President Roosevelt 1-6-1941: In the future days, which we seek to make secure, we look forward to a world founded upon four essential human freedoms. The first is freedom of speech and expression–everywhere in the world. The second is freedom of every person to worship God in his own way–everywhere in the world. The third is freedom from want–which, translated into world terms, means economic understandings which will secure to every nation a healthy peacetime life for its inhabitants-everywhere in the world. The fourth is freedom from fear–which, translated into world terms, means a world-wide reduction of armaments to such a point and in such a thorough fashion that no nation will be in a position to commit an act of physical aggression against any neighbor–anywhere in the world.

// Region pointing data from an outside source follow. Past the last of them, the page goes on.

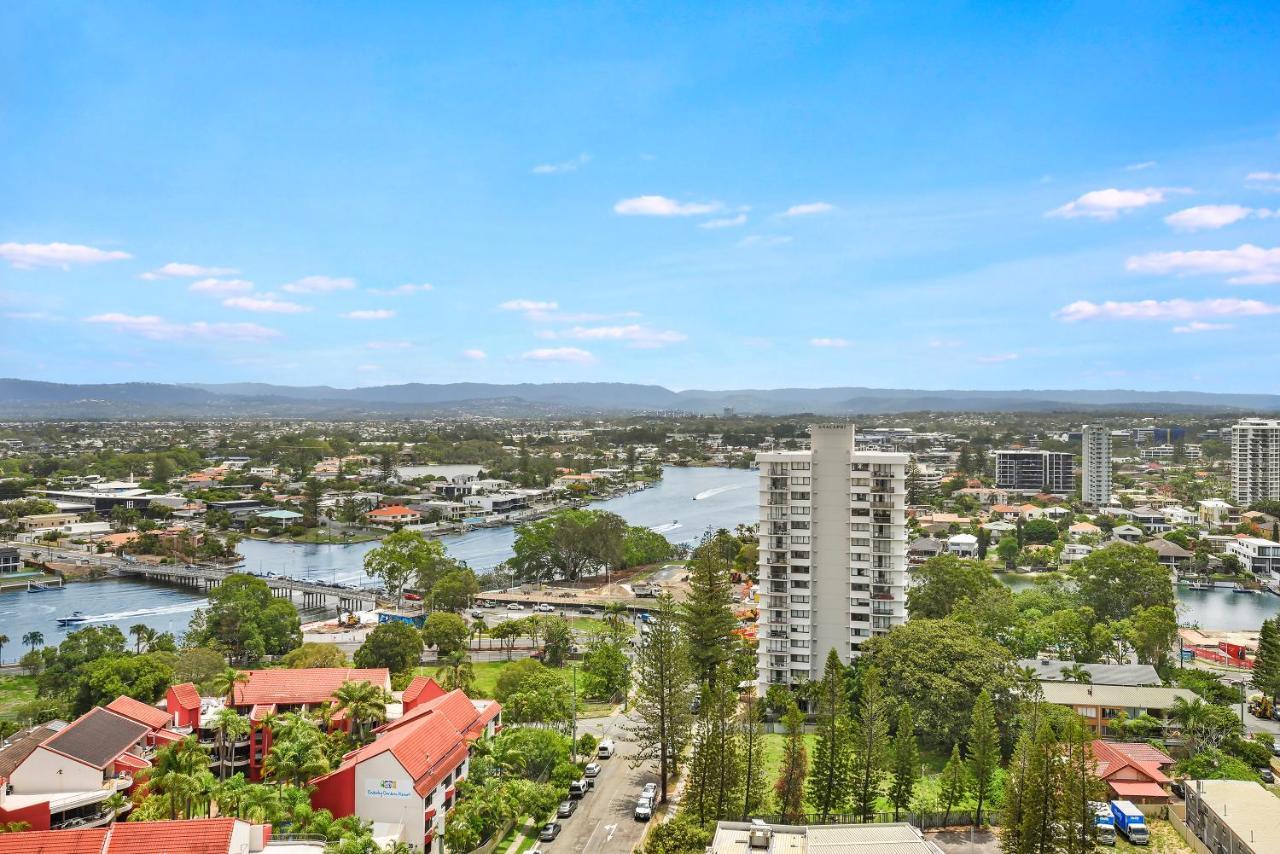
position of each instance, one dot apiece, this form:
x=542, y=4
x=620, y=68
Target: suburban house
x=1100, y=704
x=406, y=780
x=1133, y=771
x=393, y=515
x=58, y=775
x=273, y=692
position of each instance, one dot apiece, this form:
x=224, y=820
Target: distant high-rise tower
x=1256, y=461
x=1096, y=465
x=832, y=552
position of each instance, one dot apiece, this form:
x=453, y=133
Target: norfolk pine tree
x=663, y=693
x=795, y=765
x=871, y=744
x=830, y=772
x=983, y=748
x=906, y=762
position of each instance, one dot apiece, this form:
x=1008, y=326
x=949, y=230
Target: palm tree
x=1077, y=672
x=231, y=726
x=456, y=671
x=362, y=702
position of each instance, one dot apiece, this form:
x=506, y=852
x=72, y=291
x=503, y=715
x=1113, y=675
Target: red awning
x=132, y=762
x=1132, y=789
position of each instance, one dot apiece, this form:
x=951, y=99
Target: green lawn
x=14, y=693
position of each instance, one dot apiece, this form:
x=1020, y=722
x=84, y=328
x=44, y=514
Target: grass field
x=14, y=693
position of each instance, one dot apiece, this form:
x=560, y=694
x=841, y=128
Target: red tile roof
x=187, y=695
x=140, y=712
x=421, y=689
x=311, y=685
x=429, y=741
x=54, y=841
x=197, y=836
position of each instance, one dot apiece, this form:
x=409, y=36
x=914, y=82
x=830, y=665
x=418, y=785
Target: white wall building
x=1096, y=465
x=1255, y=460
x=832, y=552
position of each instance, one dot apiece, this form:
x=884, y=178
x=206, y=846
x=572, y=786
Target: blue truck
x=1130, y=821
x=1104, y=823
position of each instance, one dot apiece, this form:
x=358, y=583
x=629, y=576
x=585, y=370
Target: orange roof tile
x=138, y=711
x=309, y=685
x=196, y=836
x=187, y=695
x=54, y=841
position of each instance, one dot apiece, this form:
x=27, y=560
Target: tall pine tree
x=830, y=772
x=906, y=762
x=795, y=766
x=983, y=748
x=871, y=744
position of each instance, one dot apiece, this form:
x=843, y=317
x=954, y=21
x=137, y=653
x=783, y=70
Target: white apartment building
x=1096, y=466
x=832, y=552
x=1255, y=460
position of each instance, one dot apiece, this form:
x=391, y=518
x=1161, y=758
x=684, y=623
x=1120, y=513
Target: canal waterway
x=682, y=506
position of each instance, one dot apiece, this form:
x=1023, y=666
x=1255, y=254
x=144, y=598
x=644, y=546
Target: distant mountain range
x=35, y=400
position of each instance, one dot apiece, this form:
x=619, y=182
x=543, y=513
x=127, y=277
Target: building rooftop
x=735, y=837
x=1050, y=670
x=1112, y=695
x=97, y=736
x=1247, y=808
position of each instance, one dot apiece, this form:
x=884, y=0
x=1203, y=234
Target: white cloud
x=220, y=287
x=369, y=314
x=1200, y=325
x=266, y=304
x=402, y=291
x=558, y=168
x=1206, y=217
x=809, y=209
x=727, y=222
x=560, y=355
x=763, y=240
x=28, y=256
x=1109, y=204
x=1165, y=310
x=663, y=206
x=176, y=270
x=636, y=336
x=160, y=329
x=319, y=284
x=1246, y=264
x=528, y=305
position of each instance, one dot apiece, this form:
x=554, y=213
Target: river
x=684, y=505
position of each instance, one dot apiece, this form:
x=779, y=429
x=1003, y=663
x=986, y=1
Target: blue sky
x=700, y=196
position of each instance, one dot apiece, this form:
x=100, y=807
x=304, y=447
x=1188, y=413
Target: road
x=606, y=820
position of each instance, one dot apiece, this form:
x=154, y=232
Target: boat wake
x=708, y=493
x=146, y=612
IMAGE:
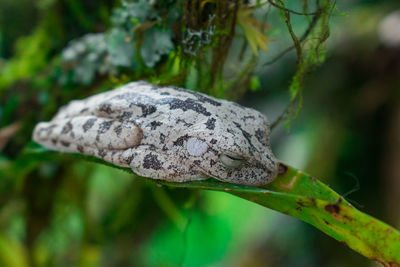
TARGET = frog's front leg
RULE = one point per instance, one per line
(147, 162)
(90, 135)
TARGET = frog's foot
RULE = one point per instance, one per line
(104, 138)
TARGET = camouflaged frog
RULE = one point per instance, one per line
(166, 133)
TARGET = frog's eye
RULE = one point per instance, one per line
(231, 160)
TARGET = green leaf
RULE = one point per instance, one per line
(120, 48)
(302, 196)
(156, 43)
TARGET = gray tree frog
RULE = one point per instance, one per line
(166, 133)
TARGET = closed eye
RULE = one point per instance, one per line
(232, 161)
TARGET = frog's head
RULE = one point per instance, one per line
(234, 148)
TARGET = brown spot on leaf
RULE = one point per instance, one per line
(334, 210)
(282, 169)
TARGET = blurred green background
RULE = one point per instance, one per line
(69, 212)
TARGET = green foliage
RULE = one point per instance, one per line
(58, 210)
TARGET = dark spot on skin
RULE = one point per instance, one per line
(66, 144)
(162, 138)
(102, 153)
(80, 148)
(212, 162)
(188, 104)
(180, 140)
(333, 209)
(104, 126)
(210, 124)
(67, 128)
(200, 97)
(106, 108)
(245, 134)
(151, 161)
(126, 115)
(88, 124)
(155, 124)
(129, 159)
(147, 109)
(261, 137)
(118, 129)
(282, 169)
(186, 124)
(250, 117)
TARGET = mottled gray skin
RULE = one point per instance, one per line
(166, 133)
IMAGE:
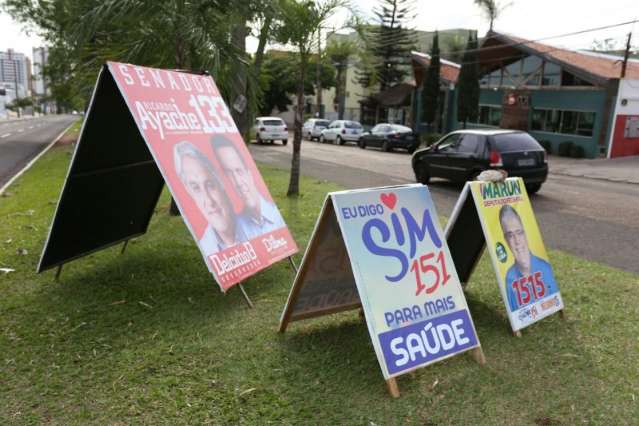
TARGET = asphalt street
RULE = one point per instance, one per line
(22, 140)
(594, 219)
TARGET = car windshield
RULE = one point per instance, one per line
(510, 142)
(401, 129)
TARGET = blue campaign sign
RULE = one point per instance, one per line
(414, 305)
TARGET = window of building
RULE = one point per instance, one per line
(563, 121)
(552, 75)
(490, 115)
(569, 79)
(531, 71)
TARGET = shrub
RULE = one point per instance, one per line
(565, 148)
(546, 145)
(577, 151)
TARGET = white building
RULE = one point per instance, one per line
(15, 73)
(41, 86)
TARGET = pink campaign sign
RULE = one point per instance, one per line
(212, 176)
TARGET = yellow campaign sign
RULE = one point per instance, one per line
(519, 257)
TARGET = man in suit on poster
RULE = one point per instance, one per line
(261, 215)
(530, 278)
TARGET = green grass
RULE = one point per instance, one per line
(146, 337)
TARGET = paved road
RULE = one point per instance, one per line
(594, 219)
(22, 140)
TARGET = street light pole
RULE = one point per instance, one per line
(15, 80)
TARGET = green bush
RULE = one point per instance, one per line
(546, 145)
(577, 151)
(565, 148)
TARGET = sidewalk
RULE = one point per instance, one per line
(624, 169)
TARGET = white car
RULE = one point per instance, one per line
(341, 131)
(270, 129)
(313, 128)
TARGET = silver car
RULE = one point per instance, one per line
(341, 131)
(313, 127)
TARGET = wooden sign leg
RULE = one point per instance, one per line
(57, 273)
(248, 301)
(478, 355)
(124, 246)
(290, 259)
(393, 389)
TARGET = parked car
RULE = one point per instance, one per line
(390, 136)
(341, 131)
(270, 129)
(463, 154)
(313, 128)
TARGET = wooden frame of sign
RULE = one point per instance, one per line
(337, 274)
(476, 223)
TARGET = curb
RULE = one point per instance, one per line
(630, 182)
(32, 162)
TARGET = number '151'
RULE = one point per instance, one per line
(428, 264)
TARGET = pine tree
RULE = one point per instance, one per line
(468, 85)
(430, 91)
(388, 45)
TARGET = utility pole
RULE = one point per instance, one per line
(625, 56)
(318, 74)
(15, 80)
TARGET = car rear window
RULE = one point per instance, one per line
(516, 142)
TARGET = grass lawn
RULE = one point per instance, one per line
(147, 337)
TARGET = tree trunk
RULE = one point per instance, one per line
(239, 82)
(294, 182)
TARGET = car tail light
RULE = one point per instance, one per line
(495, 159)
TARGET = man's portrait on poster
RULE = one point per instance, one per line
(196, 172)
(259, 215)
(530, 278)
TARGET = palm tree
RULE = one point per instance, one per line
(299, 21)
(492, 9)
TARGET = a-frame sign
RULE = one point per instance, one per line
(383, 249)
(499, 216)
(146, 127)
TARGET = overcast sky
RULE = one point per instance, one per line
(532, 19)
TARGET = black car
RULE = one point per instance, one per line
(389, 136)
(464, 154)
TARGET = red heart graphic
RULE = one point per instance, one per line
(389, 200)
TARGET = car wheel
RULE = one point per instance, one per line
(533, 188)
(422, 174)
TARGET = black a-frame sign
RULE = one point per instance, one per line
(112, 167)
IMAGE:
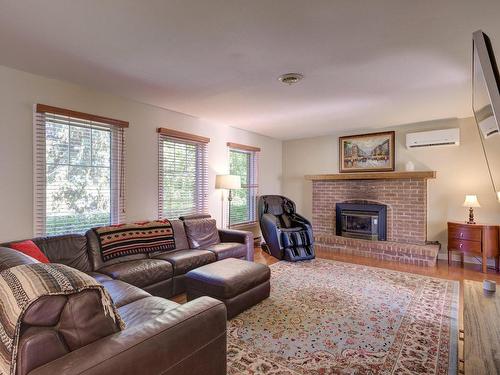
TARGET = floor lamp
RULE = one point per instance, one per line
(227, 182)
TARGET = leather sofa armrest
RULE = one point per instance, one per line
(240, 236)
(190, 339)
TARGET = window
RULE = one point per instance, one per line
(243, 162)
(79, 167)
(182, 174)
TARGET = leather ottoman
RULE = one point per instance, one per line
(240, 284)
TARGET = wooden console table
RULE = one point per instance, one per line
(481, 330)
(474, 239)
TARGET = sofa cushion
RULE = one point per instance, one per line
(186, 260)
(201, 232)
(11, 258)
(142, 272)
(225, 250)
(123, 293)
(145, 309)
(29, 248)
(68, 249)
(100, 277)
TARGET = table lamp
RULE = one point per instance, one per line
(227, 182)
(471, 202)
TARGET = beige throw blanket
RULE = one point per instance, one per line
(23, 285)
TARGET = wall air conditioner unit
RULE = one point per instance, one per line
(445, 137)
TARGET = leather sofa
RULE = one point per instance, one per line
(161, 336)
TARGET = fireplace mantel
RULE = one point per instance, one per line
(373, 176)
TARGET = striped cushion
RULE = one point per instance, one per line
(137, 238)
(23, 285)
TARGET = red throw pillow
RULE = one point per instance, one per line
(29, 248)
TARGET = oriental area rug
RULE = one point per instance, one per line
(328, 317)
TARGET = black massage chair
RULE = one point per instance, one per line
(288, 235)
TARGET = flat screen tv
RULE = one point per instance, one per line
(486, 102)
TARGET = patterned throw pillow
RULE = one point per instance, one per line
(31, 249)
(137, 238)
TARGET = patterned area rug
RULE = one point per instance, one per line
(328, 317)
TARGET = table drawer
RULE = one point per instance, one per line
(465, 233)
(464, 245)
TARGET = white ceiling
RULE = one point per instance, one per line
(366, 64)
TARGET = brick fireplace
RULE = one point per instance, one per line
(404, 194)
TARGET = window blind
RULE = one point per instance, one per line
(182, 174)
(243, 161)
(79, 171)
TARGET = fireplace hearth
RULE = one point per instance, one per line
(405, 196)
(361, 220)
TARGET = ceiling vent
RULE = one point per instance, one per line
(290, 78)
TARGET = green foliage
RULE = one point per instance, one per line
(240, 205)
(78, 173)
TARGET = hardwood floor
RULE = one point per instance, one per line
(455, 271)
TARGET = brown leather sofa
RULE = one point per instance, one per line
(68, 335)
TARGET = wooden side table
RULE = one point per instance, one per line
(474, 239)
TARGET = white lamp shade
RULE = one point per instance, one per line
(227, 181)
(471, 201)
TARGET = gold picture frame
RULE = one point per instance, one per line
(373, 152)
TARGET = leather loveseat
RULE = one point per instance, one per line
(67, 336)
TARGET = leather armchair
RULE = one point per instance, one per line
(288, 235)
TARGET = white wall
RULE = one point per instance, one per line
(460, 170)
(20, 90)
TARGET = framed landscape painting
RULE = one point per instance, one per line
(367, 152)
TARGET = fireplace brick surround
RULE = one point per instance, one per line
(404, 193)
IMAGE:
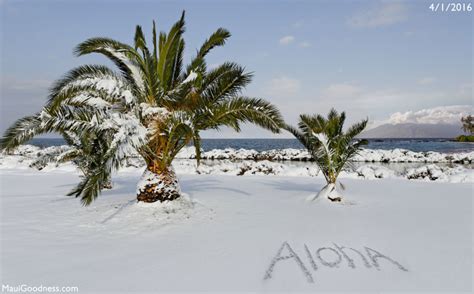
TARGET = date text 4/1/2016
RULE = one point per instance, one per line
(451, 7)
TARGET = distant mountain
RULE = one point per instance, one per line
(412, 130)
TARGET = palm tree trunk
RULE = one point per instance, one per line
(329, 192)
(158, 184)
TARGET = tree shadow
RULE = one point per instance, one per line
(193, 186)
(291, 186)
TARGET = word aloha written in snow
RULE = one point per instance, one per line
(338, 254)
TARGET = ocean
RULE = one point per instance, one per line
(417, 145)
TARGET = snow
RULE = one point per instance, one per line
(365, 155)
(255, 233)
(191, 77)
(148, 110)
(230, 162)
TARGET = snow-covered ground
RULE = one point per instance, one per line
(371, 164)
(254, 233)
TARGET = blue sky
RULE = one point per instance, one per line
(369, 58)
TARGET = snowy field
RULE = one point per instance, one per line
(251, 233)
(370, 164)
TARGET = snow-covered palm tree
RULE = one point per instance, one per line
(154, 107)
(330, 147)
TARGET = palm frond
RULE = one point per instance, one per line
(20, 132)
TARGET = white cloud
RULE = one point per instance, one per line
(437, 115)
(287, 40)
(386, 13)
(282, 86)
(305, 44)
(297, 24)
(426, 81)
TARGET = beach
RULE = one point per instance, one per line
(254, 233)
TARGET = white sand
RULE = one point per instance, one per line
(227, 238)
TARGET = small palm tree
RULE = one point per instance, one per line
(330, 147)
(154, 107)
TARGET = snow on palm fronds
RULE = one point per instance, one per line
(153, 105)
(330, 147)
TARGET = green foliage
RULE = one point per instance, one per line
(328, 144)
(152, 91)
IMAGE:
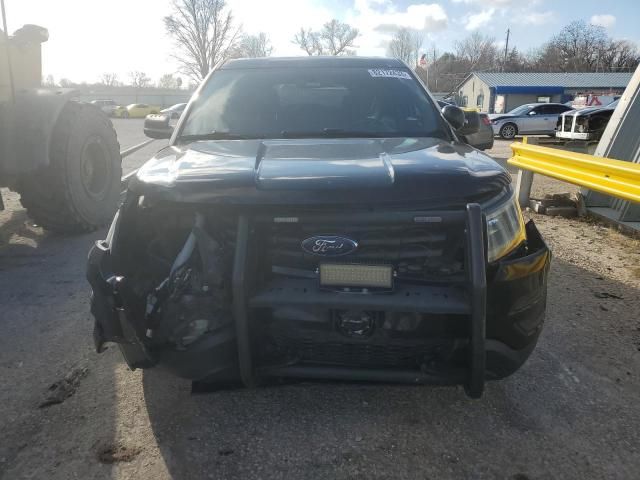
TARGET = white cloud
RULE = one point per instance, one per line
(280, 19)
(378, 19)
(534, 18)
(605, 20)
(489, 3)
(477, 20)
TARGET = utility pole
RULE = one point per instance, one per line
(506, 49)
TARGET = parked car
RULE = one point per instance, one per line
(107, 106)
(136, 110)
(320, 217)
(531, 118)
(483, 138)
(175, 110)
(585, 124)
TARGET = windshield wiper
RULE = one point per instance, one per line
(219, 136)
(333, 133)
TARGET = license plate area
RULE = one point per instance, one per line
(356, 276)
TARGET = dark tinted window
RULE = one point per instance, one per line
(554, 109)
(281, 102)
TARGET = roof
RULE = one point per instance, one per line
(566, 80)
(315, 61)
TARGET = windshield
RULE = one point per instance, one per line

Clark Judge is managing director of the White House Writers Group, a policy and communications consulting firm based in Washington, DC. He served in the Reagan Administration in capacities related to government management, urban policy, and international economic policy before becoming a speechwriter and special assistant for Vice President Bush and President Reagan.
Since leaving the White House, his writings have appeared in The Wall Street Journal, Financial Times, NewYorkTimes.com, Policy Review, and numerous other publications. He is also chairman of the Pacific Research Institute in San Francisco, a domestic policy think tank.